Round and round the stage, the audience silent, the music swelling, the sprigs beckoning their little come hither flicks-

She dips gracefully toward the stage; the sprigs are flourished toward the towering wood, and then, to one side of the stage, jauntily tossed.

She covers her lost distance in a leap; the ankles touch gracefully mid-air, with no elephantine clacking of the bones; you might say she floats into the jump: here gravity holds no court.

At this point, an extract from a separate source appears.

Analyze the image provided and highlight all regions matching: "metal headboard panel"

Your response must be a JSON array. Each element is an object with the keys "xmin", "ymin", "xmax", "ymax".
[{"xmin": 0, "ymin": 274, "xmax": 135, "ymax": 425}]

Up and up and up spirals the music; there is a joy now in the wooded instruments which playfully inform her next turn or leap. Death is for no one so pretty a convict chain; the audience relaxes its hold upon that tense expectation of doom which Death is supposed to herald.

There is a spike and another and another in the accompaniment, and one pirouette, two, three, the skirt frothing round her, the toes carrying her through each perfect spin, that dizzying anticipation of the end hold, which must be timed precisely, out she snaps the arms, and raises the chin, unsmiling, so the crowd can look upon her and know: something looms in her eyes.

She gives them a moment to applaud, to reassure themselves as she steps out once more, delicately, why, she's only a wood sprite, prettier, thinner, superior to any mortal imagination can carve from wildest dreams, of course, but see how the little feet carefully pick their way, and the arms sway, the skirts gesturing afterward-

And then the veiled corps from silent backstage creep.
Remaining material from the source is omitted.